December 16, 2024 /SemiMedia/ — To address the challenges of accelerating product development cycles and simplifying complex development processes, Microchip Technology has released PolarFire® FPGA and SoC solution stacks for smart robotics and medical imaging. These new releases build upon Microchip’s existing smart embedded vision, industrial edge, and intelligent edge communications stacks.
The rise of IoT, industrial automation, and smart robotics, along with the proliferation of medical imaging solutions to the intelligent edge, has made designing power- and thermally constrained applications more complex than ever. Microchip’s new product offerings aim to help customers tackle this growing complexity.

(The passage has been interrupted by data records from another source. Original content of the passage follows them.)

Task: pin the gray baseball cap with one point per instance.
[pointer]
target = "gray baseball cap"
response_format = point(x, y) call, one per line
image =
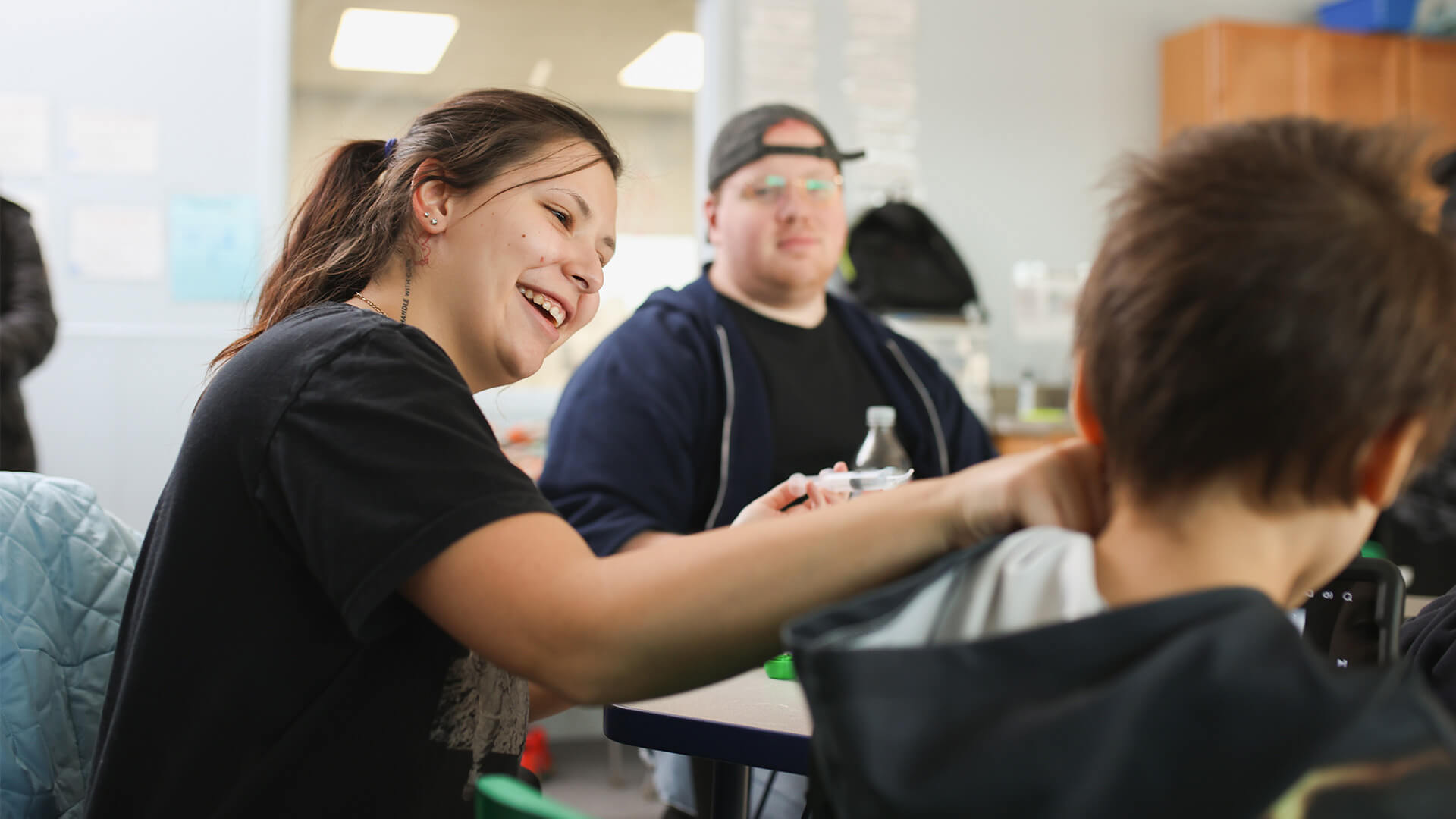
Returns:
point(740, 142)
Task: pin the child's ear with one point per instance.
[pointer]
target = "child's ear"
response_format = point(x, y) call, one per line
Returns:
point(1386, 461)
point(1087, 420)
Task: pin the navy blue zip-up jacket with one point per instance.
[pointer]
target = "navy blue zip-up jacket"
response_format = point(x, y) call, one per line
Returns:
point(666, 426)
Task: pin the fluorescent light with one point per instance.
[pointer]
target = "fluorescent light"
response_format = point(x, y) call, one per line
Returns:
point(673, 63)
point(541, 74)
point(403, 42)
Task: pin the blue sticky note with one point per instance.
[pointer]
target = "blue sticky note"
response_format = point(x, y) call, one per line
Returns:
point(213, 248)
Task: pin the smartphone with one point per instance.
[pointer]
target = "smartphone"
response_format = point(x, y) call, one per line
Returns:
point(1356, 618)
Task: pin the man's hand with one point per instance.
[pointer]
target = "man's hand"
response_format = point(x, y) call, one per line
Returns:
point(772, 504)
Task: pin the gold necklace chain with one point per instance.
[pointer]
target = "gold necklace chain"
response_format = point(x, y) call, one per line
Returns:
point(372, 303)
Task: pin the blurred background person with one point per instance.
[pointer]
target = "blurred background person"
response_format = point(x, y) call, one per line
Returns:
point(27, 330)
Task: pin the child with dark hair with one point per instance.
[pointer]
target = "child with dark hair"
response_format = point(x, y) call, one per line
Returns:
point(1264, 353)
point(1423, 526)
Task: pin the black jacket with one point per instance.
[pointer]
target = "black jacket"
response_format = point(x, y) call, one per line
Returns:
point(1204, 704)
point(27, 330)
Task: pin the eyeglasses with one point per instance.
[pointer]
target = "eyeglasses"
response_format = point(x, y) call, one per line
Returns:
point(774, 188)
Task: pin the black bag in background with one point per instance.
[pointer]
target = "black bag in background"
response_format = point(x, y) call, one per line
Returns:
point(902, 261)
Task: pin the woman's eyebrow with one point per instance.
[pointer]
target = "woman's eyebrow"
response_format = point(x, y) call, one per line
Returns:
point(582, 203)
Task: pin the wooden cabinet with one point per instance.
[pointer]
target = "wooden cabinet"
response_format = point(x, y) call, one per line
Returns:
point(1223, 72)
point(1356, 79)
point(1432, 104)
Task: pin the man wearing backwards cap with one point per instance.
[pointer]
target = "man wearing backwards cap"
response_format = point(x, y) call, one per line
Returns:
point(711, 395)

The solution stacks include firmware and IP cores for AI-assisted 4K60 computer vision, a diverse set of ready-to-use sensor and camera interfaces and integrated hardware for high-speed Ethernet protocols. Real-time ROS-2 compatible cores facilitate robotics tasks for perception and coordinate transformation. The stacks offer time-sensitive industrial networking protocols for OPC/UA, rich operating systems support and asymmetric processing commonly used in industrial automation. Software design kits allow for a high-level of customization and support diverse development environments centered around C/C++, RTL and popular machine learning frameworks, including the SmartHLS™ IDE, VectorBlox™ Accelerator SDK and the and Libero® SoC Design Suite which has been certified for applications needing IEC61503 SIL 3 functional safety.
The solution stacks bring together the industry’s most power-efficient and secure mid-range PolarFire FPGAs and PolarFire SoC FPGAs, a rich mix of hardware and software solutions with cyber security protections that allow system designers the freedom to innovate in medical imaging and robotics applications.
“Our customers have an urgent requirement to drive significant innovation in secure, functionally safe, AI-assisted industrial automation and portable medical imaging that delivers unprecedented compute horsepower in the smallest of physical footprints which are thermally stressed, and that are very vulnerable to cyber-security threats,” said Shakeel Peera, vice president of marketing and strategy for Microchip’s FPGA business unit. “To that end, we are now providing developers in these segments the ability to utilize power-efficient hardware and customizable solution stacks with an end goal of rapidly deploying intelligent medical imaging and autonomous robots.”